Hello everyone,

signals.c (5.7 KB)

I’ve been working on the Verdin iMX8M Plus and recently began testing a simple convolution operation as a benchmark on the Cortex-M7. I successfully ran the application and integrated the CMSIS DSP library for optimized operations. However, I’ve encountered an interesting observation and would appreciate some insight.
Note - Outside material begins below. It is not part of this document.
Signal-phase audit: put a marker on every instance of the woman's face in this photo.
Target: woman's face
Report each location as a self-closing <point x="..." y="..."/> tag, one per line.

I’ve noticed that when comparing my own convolutional function to the CMSIS function `arm_conv_f32()`

, there isn’t a significant difference in the cycles taken by the processor to execute them. Upon examining the assembly code, it appears that my convolution function generates approximately 143,000 instructions, and the cycles taken by the Cortex-M7 are as follows:

- For my simple convolution: 107,000 cycles, roughly equivalent to 0.13 ms.
- For the optimized CMSIS-DSP convolution function: 76,000 cycles, approximately 0.095 ms.

I’m seeking advice from those with more experience to confirm if these numbers are credible. Could it be possible that I need to enable something beyond the FPU for better performance? Perhaps there are optimizations or configurations I may have overlooked that could further improve the execution time for this specific convolution operation.

For clarity, here’s my simple convolution function:

c

```
void convolution(float result[]) {
int i, j;
for (i = 0; i < KHZ1_15_SIG_LEN + IMP_RSP_LENGTH - 1; i++) {
result[i] = 0;
for (j = 0; j < IMP_RSP_LENGTH; j++) {
if (i - j >= 0 && i - j < KHZ1_15_SIG_LEN) {
result[i] += input_signal_f32_1kHz_15kHz[i - j] * impulse_response[j];
}
}
}
}
```

Where:

```
#define KHZ1_15_SIG_LEN 320
#define IMP_RSP_LENGTH 29
```

I’ve also attached the signal as a text file to this message for completeness.

Your expertise and guidance on this matter would be greatly appreciated. Thank you in advance for your help!